A good place to start is the wiki page on probability spaces. The notion of sigma algebra is important, so you may want to visit the page on that too, although it goes off into various complications that are not essential to probability theory, so you might like to use the probability space page as a base and only go to the other as needed. If there are concepts you get stuck on feel free to ask here.

 

[perplexabot]

The approach is that of Kolmogorov who, I believe, was the first to put the study of probability on a firm theoretical footing - in the 1930s. It bases probability theory on measure theory. There are some good texts on this, which maybe others can suggest. I don't have a text because at first I learned probability theory informally and then picked up the Kolmogorov approach later when I was having trouble understanding continuous stochastic processes in finance. The Kolmogorov approach, which I learned by reading pieces off the web in my case, was what finally enabled me to break through the confusion. Until then, the idea of a continuous stochastic process seemed to me to be impossible nonsense.

A good place to start is the wiki page on probability spaces.

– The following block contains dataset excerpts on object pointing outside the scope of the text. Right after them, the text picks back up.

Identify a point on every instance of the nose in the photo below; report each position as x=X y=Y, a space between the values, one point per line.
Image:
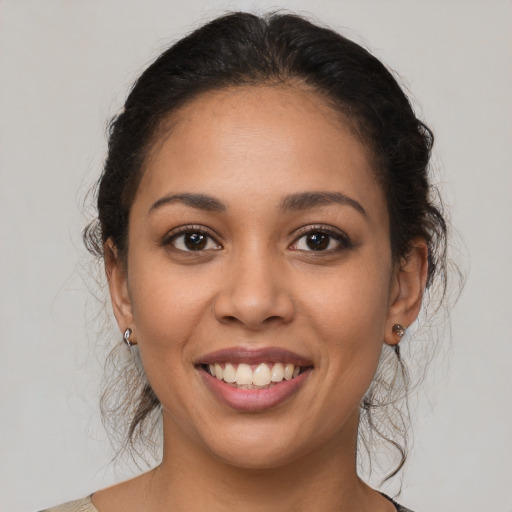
x=255 y=294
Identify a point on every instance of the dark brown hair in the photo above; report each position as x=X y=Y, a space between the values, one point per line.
x=241 y=49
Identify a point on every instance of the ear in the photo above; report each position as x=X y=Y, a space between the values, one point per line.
x=407 y=288
x=118 y=284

The notion of sigma algebra is important, so you may want to visit the page on that too, although it goes off into various complications that are not essential to probability theory, so you might like to use the probability space page as a base and only go to the other as needed. If there are concepts you get stuck on feel free to ask here.

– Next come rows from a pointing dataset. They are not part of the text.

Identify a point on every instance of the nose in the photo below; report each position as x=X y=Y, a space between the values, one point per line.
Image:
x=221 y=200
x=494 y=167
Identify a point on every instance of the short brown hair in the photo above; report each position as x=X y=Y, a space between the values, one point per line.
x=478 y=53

Thank you very much. I will continue to read on probability spaces and touch up up sigma algebra. I am really thankful for your time and help. Thank you for offering more help on this topic (I will take you up on your offer : p).

 

[chiro]

Hi perplexabot.

If you are finding the distribution of a function of a random variable then you need to use the transformation theorem.

http://www.math.uah.edu/stat/dist/Transformations.html

If you are doing an expectation then use the expectation formula.